Akbaşoğlu, Meclis’te düzenlediği basın toplantısında, İstanbul’da hayatı olumsuz etkileyen kar yağışına ilişkin değerlendirmede bulundu. Meteorolojinin uyarılarına rağmen gerekli tedbirlerin alınmadığını belirten Akbaşoğlu, “Burada aslında olup biten hadise, CHP zihniyetinin İstanbul’da tam manasıyla kara çakıldığı gerçeğidir.” diye konuştu.

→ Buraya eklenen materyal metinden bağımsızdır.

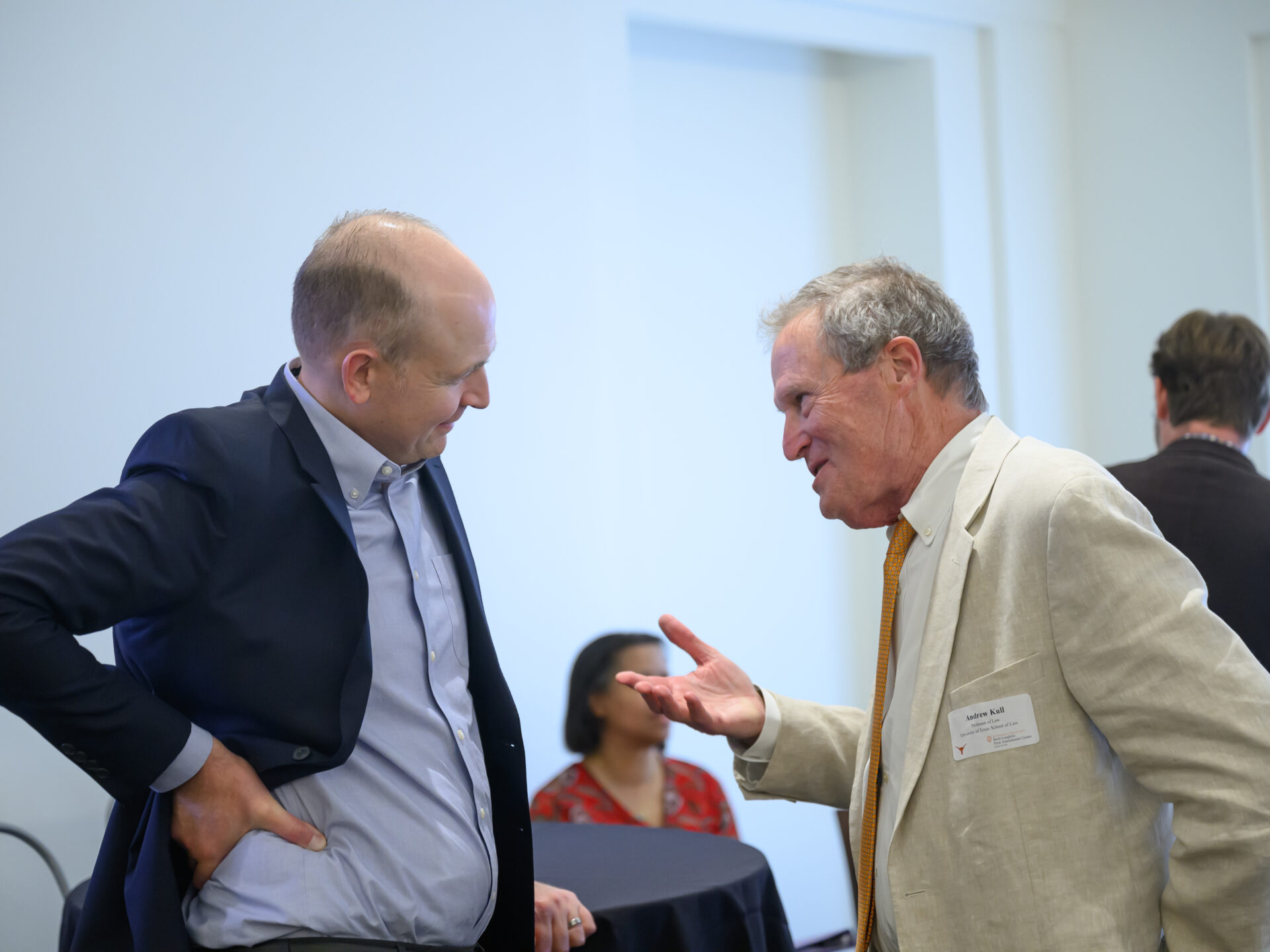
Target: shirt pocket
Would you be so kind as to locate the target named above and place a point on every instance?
(448, 579)
(1005, 682)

“Seçildikten sonra İngiltere’ye giden ve ağırlanan İstanbul Büyükşehir Belediye Başkanı Ekrem İmamoğlu’nun, döndükten sonra bir televizyon programına çıkmak suretiyle Kanal İstanbul Projesi’ni yaptırmamak için bir kampanya başlatacağını ilan ettiğini” kaydeden Akbaşoğlu, akabinde bu politikanın yerel anlamda da Türkiye’nin genel siyasetine etki anlamında da bir kampanyaya dönüştürüldüğünü söyledi.
“Bu büyükelçi buluşması, gözlerden saklanmak istendi”
AK Parti Grup Başkanvekili Akbaşoğlu şöyle devam etti:
“Bu karda kışta İstanbullu ile İstanbul’un sorunları ile ilgilenilmesi gerekirken, karda mahsur kalan insanlar bir tarafta mücadele ederken, diğer tarafta karın önlenmesi hususunda değil de ona hazırlanma hususunda değil de Büyükelçi ile yemeğe hazırlanma hususunda canhıraş bir şekilde hareket ettiği, toplumun gözü önünde cereyan etti.
Bu büyükelçi buluşması, gözlerden saklanmak istendi. Gerçi CHP’nin, muhalefetin büyükelçilerle bu haşır neşirliği ilk değil, son da olmayacağa benziyor. Zira Sayın Kılıçdaroğlu da büyükelçilere mektup yazmak suretiyle, Türkiye’nin çok önemli bir projesi olan Kanal İstanbul’un engellenmesi gerektiğini ifade etmişti. Acaba Sayın Kılıçdaroğlu, bu karda kışta İstanbul ile ilgilenmesi gerekirken, 3 saatini büyükelçiye ayıran İstanbul Büyükşehir Belediye Başkanı’na hesap sordu mu? Yoksa ‘Sen de mektup yazmıştın’ cevabını alırım diye çekindi mi? Bu kamuoyu tarafından gerçekten merak konusu. Kesinlikle şu son olaylar CHP zihniyetinin, İstanbul’da nasıl çakıldığını, nasıl bir beceriksizlik ve koordinasyonsuzlukla İstanbul’u ve İstanbulluyu mağdur ettiğini ortaya koymuştur. İstanbul’u yönetemeyenlerin Türkiye’yi yönetme talebi gerçekten milletimiz tarafından Haziran 2023’te en güzel şekilde değerlendirilecektir.”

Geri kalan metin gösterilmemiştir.